I entered motherhood in my late twenties. Like many people, I was transformed for the better through parenthood. It was a transformation I eagerly welcomed and feel immense gratitude to be able to experience.

As fulfilling and transcending as motherhood has proven to be, it’s the one role that has me questioning myself – ahem criticizing myself – for every seemingly wrong choice and stumble I’ve made along the way.

On any given day, motherhood can feel like an emotional roller coaster. There is a surplus of emotions readily available to ingest, like: love, calm, joy, curiosity, humour, care, pride, confidence, awe and fierce protection. Oddly enough, within the same day, hour or sometimes minute, it can quickly and without warning shift to: worry, fear, surprise, disbelief, doubt, frustration, sadness, anger or complete and total bewilderment.

Motherhood is complex! Yet, the buy in to be 110% devoted to the role, has felt very simple. I’d go to the ends of the earth for my children. Some days it feels like I’ve done exactly that.

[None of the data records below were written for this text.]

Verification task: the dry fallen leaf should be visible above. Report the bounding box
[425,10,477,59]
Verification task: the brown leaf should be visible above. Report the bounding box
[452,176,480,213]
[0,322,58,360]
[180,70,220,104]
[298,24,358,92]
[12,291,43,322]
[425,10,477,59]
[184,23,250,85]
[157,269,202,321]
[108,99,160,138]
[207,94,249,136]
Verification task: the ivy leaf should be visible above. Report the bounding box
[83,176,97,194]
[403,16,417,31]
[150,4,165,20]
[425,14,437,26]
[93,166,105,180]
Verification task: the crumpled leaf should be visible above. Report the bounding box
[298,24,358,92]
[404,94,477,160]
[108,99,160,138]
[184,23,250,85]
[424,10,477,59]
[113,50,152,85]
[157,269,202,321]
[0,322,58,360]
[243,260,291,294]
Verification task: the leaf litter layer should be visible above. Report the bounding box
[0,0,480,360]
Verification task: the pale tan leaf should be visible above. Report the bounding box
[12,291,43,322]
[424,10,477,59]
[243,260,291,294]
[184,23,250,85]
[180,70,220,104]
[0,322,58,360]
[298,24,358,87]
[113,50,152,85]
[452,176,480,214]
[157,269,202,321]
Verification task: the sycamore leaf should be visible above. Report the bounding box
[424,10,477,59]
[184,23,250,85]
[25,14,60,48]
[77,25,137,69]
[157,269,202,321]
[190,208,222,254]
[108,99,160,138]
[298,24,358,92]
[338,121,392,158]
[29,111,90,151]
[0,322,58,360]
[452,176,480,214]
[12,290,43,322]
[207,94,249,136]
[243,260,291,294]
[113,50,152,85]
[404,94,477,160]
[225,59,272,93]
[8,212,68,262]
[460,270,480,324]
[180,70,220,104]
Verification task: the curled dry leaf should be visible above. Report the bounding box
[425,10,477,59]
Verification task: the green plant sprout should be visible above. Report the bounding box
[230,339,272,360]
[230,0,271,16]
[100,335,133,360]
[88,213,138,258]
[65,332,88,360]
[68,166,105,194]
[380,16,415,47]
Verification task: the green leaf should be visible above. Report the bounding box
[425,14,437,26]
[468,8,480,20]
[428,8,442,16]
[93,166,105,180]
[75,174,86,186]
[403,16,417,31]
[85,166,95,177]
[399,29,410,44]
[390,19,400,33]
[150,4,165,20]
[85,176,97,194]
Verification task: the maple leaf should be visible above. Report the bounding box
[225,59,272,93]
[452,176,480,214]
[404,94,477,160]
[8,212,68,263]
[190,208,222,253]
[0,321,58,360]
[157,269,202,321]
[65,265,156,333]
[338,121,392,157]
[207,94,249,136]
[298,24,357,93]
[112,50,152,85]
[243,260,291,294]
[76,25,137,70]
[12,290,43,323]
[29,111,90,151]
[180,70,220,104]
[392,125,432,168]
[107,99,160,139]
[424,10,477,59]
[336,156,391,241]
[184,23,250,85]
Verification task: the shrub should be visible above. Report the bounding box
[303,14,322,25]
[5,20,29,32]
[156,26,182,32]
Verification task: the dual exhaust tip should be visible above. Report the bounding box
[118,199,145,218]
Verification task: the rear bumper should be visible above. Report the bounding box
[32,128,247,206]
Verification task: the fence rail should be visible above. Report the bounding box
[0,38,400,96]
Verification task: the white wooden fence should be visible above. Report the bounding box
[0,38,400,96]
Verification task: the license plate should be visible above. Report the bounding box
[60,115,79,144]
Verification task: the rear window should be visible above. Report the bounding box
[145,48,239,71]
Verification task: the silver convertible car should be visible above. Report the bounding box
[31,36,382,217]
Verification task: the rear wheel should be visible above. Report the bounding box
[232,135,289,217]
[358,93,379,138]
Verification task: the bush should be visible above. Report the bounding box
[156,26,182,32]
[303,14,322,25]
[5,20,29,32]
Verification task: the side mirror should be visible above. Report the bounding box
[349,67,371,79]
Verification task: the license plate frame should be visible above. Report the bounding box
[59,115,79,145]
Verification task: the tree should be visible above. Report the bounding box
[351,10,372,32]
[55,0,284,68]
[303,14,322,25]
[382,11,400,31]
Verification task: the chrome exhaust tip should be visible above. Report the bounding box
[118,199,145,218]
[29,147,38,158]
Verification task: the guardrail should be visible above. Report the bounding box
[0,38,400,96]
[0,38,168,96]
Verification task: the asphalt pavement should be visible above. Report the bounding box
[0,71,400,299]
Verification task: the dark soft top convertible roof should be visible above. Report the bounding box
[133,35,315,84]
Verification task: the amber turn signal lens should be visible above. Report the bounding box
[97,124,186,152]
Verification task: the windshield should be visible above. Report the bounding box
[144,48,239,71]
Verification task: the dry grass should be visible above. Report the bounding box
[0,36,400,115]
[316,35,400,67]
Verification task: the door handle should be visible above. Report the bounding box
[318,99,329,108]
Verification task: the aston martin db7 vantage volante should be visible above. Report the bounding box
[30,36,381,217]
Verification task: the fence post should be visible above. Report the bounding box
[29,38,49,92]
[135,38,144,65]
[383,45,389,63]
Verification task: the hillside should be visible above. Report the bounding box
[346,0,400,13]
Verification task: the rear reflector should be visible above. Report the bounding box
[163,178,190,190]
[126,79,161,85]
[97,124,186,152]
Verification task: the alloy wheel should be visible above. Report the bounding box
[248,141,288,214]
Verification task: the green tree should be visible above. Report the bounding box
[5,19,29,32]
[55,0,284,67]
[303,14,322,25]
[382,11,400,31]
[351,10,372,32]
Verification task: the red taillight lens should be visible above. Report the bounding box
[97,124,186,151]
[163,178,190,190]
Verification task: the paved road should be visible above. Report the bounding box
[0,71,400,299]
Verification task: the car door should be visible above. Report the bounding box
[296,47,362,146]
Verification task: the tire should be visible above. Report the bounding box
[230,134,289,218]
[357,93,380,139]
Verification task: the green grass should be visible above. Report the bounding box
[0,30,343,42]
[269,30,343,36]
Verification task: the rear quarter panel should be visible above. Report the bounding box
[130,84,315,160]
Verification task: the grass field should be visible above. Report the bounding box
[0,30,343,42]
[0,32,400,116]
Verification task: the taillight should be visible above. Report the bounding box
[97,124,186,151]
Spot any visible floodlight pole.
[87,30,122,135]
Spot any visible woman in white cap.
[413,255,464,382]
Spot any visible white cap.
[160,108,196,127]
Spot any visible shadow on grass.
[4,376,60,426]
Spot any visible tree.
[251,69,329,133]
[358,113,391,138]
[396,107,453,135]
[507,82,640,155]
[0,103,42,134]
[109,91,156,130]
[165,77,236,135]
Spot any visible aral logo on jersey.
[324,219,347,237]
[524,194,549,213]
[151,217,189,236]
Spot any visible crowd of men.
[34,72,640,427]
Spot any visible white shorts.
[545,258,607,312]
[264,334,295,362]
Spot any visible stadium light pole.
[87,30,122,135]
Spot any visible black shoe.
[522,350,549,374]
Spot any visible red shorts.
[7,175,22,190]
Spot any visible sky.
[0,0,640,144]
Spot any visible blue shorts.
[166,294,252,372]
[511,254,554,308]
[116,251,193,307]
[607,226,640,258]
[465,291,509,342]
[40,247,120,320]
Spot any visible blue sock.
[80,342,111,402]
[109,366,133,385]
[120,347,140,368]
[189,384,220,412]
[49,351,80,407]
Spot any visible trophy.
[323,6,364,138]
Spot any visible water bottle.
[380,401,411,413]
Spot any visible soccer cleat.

My devotion stems from my desire to first and foremost, keep them safe and alive. Then it’s to support them to be who they are, to know the importance of liking who they are, and to always treat other human beings and animals with kindness and compassion along the way. Of course, I also want to encourage them to make a life of meaning and happiness by their definition.

It’s a small wonder I worry on a regular basis if I’m qualified for this notably big and important role. The pressure I put on myself to get it right has always been the culprit for being unnecessarily critical and hard on myself. But there is no such thing as perfection in parenting, or being human for that matter.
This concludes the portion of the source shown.